I am reading happily along in a memoir I have just discovered, published last year to near-universal acclaim by a young indigenous woman from Sea-bird band, when I lose my way and it takes some time to find it again. Heart Berries is by Terese Marie Maillot,35, from the Interior Salish tribe, the ancestral range of which stretches through British Columbia, Washington state and Oregon. I was excited that there was a literary voice from a nearby native clan to whom I could relate. Plus, reading the memoir of young women, especially those once marginalized, is like visiting one’s shadow teen self, with all the chaos, narcissism and bone-shaking insight of that time.

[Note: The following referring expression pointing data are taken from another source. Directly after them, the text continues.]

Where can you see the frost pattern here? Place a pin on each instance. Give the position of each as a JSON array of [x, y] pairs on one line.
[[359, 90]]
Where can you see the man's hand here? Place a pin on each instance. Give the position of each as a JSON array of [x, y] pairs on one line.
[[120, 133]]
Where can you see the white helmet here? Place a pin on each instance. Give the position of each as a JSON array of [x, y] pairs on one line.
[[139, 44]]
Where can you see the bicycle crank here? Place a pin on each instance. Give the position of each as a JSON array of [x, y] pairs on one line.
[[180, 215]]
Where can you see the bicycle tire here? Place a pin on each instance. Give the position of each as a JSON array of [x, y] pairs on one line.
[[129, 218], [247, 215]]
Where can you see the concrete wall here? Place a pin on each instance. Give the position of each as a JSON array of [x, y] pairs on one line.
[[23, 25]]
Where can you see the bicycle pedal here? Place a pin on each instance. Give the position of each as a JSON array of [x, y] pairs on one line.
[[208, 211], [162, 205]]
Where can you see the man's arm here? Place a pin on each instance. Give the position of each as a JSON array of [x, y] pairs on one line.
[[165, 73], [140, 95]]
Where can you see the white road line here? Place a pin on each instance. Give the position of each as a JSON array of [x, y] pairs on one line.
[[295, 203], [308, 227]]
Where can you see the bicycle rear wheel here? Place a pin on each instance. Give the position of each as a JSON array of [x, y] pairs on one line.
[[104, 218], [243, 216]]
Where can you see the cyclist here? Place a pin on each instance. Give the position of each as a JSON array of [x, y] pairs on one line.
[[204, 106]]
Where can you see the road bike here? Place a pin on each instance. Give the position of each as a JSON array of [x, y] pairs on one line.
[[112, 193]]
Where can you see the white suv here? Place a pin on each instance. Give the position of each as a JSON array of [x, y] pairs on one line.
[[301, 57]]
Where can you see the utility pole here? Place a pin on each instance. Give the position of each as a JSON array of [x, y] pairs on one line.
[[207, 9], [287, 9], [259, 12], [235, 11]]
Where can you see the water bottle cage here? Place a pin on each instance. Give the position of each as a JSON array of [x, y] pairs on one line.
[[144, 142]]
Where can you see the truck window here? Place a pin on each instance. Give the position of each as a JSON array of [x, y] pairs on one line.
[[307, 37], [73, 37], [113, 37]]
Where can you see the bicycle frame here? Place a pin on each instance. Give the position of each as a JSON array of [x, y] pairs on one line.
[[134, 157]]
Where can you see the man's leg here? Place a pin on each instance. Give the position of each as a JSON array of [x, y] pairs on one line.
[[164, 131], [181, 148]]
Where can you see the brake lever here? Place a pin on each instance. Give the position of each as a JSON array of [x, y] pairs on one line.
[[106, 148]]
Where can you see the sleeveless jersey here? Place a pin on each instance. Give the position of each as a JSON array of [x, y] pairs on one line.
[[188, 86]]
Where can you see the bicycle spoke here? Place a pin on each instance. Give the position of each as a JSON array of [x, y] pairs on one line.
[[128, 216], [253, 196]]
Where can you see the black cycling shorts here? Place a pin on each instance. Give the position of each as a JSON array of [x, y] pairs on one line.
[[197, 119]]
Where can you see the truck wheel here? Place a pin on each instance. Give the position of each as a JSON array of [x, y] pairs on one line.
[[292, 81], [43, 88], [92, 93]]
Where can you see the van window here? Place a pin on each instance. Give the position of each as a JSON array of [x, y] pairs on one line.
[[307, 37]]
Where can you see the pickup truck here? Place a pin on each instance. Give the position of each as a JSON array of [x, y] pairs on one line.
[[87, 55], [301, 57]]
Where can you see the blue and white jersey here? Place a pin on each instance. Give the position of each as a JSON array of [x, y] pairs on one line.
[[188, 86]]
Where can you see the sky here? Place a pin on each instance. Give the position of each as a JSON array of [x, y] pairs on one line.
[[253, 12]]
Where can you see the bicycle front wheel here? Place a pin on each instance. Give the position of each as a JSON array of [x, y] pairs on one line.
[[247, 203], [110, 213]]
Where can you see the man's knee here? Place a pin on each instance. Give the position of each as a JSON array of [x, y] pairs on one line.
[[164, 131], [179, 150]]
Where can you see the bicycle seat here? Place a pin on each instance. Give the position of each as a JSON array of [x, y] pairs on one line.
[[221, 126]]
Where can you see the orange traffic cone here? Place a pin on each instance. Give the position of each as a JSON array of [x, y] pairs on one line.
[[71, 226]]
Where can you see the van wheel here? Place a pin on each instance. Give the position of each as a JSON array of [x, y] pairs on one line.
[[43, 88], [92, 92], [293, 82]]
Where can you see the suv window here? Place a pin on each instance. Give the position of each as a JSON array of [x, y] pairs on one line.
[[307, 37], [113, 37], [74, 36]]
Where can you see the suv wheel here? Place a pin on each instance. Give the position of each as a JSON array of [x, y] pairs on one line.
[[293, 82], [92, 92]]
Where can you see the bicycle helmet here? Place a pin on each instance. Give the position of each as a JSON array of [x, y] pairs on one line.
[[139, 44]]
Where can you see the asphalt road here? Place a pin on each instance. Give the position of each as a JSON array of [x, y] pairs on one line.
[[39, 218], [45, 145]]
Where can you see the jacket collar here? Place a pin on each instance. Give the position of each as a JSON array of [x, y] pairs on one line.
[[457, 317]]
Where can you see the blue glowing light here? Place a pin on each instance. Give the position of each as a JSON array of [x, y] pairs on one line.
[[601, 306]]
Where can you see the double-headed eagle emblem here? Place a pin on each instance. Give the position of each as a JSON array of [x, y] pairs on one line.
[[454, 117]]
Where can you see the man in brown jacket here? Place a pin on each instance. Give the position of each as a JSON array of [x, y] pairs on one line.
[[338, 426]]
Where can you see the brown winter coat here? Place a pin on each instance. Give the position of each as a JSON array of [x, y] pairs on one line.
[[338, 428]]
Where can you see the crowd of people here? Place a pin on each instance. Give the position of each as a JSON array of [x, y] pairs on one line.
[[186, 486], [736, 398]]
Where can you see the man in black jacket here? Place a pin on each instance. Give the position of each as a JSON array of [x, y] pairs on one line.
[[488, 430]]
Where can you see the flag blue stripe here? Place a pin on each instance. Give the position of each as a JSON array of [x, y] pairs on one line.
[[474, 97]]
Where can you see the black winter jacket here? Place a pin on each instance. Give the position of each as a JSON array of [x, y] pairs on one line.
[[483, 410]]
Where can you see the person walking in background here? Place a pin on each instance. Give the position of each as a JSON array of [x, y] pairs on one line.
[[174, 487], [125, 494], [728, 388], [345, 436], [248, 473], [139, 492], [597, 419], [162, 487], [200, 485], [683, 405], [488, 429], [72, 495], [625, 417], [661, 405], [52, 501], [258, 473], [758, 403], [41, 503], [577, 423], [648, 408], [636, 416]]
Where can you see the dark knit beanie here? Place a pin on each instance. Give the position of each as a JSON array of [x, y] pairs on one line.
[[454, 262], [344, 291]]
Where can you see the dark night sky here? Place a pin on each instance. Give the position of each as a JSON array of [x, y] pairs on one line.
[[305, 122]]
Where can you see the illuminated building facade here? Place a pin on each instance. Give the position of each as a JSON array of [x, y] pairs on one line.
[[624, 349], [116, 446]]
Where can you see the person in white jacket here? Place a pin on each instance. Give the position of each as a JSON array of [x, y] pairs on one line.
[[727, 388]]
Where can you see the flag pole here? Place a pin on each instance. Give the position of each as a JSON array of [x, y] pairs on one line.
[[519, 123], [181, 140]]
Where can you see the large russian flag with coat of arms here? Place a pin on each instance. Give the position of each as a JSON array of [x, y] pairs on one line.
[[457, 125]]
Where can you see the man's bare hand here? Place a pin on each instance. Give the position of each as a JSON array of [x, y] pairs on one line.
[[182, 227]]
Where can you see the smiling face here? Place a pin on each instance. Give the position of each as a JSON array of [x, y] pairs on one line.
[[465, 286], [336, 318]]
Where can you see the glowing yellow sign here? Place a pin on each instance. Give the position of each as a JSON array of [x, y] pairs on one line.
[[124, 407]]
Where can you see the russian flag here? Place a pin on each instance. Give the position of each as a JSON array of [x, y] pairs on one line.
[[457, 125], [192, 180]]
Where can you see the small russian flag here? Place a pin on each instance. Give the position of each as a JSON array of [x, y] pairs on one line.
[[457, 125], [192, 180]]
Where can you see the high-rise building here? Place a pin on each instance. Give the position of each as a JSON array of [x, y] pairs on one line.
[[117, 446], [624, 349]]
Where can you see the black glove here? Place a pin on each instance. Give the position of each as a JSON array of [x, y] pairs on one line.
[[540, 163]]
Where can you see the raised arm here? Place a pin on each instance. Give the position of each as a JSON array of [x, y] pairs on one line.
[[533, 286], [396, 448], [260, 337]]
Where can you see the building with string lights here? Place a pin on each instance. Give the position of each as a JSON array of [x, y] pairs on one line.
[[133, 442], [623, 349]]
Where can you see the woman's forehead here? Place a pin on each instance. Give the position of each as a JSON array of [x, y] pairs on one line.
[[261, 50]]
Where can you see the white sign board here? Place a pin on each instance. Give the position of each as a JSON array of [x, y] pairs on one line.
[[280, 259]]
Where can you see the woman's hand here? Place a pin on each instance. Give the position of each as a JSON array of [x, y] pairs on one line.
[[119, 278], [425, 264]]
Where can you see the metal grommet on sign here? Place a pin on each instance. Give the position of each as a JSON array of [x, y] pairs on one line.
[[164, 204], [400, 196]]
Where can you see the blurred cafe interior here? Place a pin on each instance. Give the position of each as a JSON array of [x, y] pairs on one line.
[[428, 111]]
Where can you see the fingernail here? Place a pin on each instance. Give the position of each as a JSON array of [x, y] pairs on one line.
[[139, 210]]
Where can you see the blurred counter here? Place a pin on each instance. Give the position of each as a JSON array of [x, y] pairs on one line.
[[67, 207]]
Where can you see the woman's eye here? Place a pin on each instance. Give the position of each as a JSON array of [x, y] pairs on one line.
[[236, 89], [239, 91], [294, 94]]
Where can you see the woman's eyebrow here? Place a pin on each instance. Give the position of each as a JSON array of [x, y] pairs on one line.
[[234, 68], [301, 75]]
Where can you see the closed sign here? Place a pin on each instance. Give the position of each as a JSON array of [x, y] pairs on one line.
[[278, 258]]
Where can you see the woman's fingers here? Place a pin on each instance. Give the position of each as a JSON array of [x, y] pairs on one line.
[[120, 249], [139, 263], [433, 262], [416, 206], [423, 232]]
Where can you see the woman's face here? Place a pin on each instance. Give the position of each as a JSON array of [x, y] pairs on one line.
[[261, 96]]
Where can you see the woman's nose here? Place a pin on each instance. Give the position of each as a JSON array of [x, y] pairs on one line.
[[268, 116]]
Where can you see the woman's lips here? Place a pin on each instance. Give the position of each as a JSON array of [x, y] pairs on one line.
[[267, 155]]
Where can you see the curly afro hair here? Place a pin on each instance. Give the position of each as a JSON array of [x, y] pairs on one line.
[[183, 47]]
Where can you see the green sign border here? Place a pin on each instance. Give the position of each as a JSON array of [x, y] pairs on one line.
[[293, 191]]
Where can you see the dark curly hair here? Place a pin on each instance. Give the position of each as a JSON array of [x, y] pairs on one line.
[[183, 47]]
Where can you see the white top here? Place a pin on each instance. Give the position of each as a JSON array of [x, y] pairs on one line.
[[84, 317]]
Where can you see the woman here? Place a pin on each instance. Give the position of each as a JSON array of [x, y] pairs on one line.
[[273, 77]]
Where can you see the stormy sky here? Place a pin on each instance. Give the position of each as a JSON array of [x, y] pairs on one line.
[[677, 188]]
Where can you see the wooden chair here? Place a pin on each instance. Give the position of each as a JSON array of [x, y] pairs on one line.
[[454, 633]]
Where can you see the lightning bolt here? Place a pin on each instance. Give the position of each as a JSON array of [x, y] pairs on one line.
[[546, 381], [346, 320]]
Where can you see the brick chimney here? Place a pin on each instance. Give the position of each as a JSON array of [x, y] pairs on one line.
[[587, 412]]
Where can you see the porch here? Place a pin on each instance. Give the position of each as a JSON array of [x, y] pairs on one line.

Maillot is driven near mad from childhood sexual abuse, her mother’s death, losing her son to his birth father and finally, losing the (Anglo) man she loves, and eventually marries. A spell in the looney bin, ‘Indian sickness’, she calls it, rescues her. As does a sexual need so strong that satisfied, pitches her into an ecstasy which makes her life worth living. Maillot’s is a success story. Her talent, her willingness to strip herself naked, her steel, put her in a position where graduate schools paid for the privilege of teaching her.
Rupi Kaur, the Iranian-Canadian poet’s Milk and Honey is written along those lines, as were Elizabeth Wurtzel’s various addiction memoirs, The Chronology of Water, Wild, Cherry, and so on. So intimate you cannot tear away your attention, the imminent train wreck almost certain, these are dispatches from a country still not fully charted.
Over the past thirty years, specific indigenous educational programs have helped stand up native culture in a way Maillot’s activist mother couldn’t have anticipated. I personally think this is a good thing. However, and this is crucial, early on in Heart Berries, Maillot claims that Canada’s residential school system was so brutal that priests and nuns stacked the bones of native children inside new school buildings. An American friend, who lives on the far side of Bohemia made this claim a few years ago. Metaphor is necessary among victims, she insisted. No, it’s not. Beefing up the crimes of the past to force reconciliation only causes more resentment, more anger, and down the road, payback. The New York Times review of Heart Berries repeated this falsity, thereby ensuring it will be considered fact down the line. The source is a mad priest looking for a gig, encouraged by the truly terrible people who continue to feed off Aboriginal communities. In the ongoing mess of reconciliation, contested land rights, and, with luck, down the road, a form of integration, surely it is not too much to ask for the truth.